Personify Care's Digital Patient Pathways platform experienced a data incident on 16 October 2023 affecting South Australian health patients. An unauthorised third party deleted a folder containing patient documents and contact information. Independent forensic analysis confirmed files were deleted but found no evidence of data being copied or downloaded.

What Happened

On 16 October 2023, Personify Care informed SA Health of an isolated data incident involving the Digital Patient Pathways mobile platform. An unauthorised third party gained access to and deleted a specific folder within Personify Care's infrastructure used to store patient documents uploaded to the platform.

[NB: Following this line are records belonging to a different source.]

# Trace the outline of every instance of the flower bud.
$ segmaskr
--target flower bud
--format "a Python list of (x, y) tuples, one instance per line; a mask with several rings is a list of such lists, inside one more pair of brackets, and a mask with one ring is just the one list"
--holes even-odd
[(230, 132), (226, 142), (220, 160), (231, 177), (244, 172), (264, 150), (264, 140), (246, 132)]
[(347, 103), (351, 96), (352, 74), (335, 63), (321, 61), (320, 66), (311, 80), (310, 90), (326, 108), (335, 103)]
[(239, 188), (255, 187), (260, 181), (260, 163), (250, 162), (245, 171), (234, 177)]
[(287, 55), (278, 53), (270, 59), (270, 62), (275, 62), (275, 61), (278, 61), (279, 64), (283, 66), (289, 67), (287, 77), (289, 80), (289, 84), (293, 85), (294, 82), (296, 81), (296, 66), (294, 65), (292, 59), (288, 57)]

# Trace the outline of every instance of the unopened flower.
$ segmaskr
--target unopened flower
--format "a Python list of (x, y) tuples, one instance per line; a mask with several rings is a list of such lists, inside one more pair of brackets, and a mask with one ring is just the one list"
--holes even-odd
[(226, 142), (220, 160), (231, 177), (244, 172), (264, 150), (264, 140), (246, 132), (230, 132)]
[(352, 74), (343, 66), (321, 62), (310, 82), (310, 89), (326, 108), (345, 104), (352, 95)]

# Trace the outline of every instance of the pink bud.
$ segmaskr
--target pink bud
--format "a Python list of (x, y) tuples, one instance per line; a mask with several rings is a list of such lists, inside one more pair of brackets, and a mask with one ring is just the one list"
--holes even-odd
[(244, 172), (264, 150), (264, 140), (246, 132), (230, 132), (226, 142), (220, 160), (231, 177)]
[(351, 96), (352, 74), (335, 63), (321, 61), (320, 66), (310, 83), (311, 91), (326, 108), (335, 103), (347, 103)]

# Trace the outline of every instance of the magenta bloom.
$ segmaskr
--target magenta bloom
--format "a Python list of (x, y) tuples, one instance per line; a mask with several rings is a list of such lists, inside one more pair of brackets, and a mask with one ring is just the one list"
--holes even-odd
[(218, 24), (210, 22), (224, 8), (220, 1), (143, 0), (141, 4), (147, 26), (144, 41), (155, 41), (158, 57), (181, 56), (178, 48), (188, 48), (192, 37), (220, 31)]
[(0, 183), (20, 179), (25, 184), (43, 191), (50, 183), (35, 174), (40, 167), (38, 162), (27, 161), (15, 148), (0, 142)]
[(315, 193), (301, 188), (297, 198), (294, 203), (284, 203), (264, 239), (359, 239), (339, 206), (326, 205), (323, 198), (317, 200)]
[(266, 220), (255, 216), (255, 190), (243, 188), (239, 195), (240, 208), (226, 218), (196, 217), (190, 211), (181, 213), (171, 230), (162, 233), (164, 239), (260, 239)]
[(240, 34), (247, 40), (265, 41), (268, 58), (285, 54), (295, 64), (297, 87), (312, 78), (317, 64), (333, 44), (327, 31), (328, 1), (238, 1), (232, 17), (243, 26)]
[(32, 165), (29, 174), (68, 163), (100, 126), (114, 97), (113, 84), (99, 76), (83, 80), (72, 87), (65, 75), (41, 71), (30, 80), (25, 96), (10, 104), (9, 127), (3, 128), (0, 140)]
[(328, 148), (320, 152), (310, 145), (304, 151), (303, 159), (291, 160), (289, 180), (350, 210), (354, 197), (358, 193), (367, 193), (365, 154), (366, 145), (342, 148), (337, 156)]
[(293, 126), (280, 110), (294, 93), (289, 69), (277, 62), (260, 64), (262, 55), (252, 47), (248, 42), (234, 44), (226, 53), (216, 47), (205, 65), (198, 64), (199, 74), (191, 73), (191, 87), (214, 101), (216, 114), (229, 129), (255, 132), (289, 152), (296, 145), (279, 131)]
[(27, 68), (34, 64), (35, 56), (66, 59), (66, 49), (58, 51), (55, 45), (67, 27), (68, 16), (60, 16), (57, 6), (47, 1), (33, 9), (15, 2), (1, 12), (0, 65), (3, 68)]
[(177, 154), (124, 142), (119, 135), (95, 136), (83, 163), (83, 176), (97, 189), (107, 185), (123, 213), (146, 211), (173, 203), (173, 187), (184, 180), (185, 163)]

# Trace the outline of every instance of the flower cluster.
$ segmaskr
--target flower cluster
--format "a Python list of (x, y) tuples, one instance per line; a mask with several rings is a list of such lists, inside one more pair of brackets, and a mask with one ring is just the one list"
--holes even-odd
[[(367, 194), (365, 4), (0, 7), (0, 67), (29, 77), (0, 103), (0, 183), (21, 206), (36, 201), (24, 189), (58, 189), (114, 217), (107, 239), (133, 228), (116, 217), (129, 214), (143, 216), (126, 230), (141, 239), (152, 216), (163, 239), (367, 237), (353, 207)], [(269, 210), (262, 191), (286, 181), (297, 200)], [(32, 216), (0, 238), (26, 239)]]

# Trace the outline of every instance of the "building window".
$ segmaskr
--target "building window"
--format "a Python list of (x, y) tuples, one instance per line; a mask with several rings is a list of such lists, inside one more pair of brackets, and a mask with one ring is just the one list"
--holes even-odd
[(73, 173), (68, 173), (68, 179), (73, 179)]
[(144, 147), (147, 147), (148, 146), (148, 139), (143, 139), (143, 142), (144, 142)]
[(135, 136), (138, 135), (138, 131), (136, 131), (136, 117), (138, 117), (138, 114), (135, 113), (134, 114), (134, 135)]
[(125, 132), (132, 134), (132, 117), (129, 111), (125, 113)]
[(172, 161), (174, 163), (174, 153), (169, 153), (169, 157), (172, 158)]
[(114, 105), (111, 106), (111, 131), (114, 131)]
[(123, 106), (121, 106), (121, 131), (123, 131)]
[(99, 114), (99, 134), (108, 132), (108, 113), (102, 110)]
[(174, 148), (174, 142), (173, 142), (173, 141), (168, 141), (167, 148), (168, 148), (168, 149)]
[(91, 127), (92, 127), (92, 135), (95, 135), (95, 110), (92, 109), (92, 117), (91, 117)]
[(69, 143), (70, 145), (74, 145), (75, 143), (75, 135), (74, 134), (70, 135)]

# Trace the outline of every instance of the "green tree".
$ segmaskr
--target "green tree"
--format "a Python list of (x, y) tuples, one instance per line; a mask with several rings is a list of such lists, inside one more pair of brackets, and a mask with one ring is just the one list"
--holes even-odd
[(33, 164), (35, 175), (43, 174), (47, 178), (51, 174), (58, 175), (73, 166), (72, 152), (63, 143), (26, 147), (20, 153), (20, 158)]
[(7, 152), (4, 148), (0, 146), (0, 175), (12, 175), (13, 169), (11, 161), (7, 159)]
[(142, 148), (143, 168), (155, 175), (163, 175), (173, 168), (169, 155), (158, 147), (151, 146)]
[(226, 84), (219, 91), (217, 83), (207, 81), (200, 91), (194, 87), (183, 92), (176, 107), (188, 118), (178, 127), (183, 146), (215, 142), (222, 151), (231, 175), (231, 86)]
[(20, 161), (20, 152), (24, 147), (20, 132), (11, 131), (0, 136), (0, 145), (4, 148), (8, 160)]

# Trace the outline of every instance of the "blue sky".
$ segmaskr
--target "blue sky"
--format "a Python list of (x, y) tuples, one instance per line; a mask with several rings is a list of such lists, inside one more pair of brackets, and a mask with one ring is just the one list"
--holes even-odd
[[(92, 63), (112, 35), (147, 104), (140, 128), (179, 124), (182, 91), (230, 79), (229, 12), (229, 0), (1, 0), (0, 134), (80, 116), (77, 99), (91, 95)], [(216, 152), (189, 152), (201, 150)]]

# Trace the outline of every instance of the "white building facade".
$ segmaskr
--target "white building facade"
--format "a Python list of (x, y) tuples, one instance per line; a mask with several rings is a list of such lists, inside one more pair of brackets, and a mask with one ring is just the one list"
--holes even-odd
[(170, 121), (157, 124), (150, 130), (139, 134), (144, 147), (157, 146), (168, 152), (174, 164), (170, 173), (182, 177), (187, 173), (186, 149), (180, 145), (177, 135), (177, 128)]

The Digital Patient Pathways platform is used by Local Health Networks across SA Health to exchange information with patients about their care, facilitating communication between health services and patients.

Impact on Individuals

The incident affected 121 SA Health patients at Central Adelaide Local Health Network (CALHN) and Southern Adelaide Local Health Network (SALHN) whose health information, including personal, medical, and legal documents, was deleted. Additionally, the compromised folder contained names and phone numbers for 12,624 patients used to invite them onto the Digital Patient Pathways system, though this group's health information was not included.

Independent forensic analysis confirmed that while files were deleted, no evidence was found indicating the data had been copied or downloaded by the unauthorised party. This suggests the incident was primarily data destruction rather than data theft.

Organisational Response

Personify Care promptly notified SA Health of the incident on 16 October 2023. SA Health worked with Personify Care to conduct independent forensic analysis to determine the full scope of the incident and confirm whether data had been exfiltrated. Affected patients were notified of the incident and the potential exposure of their information.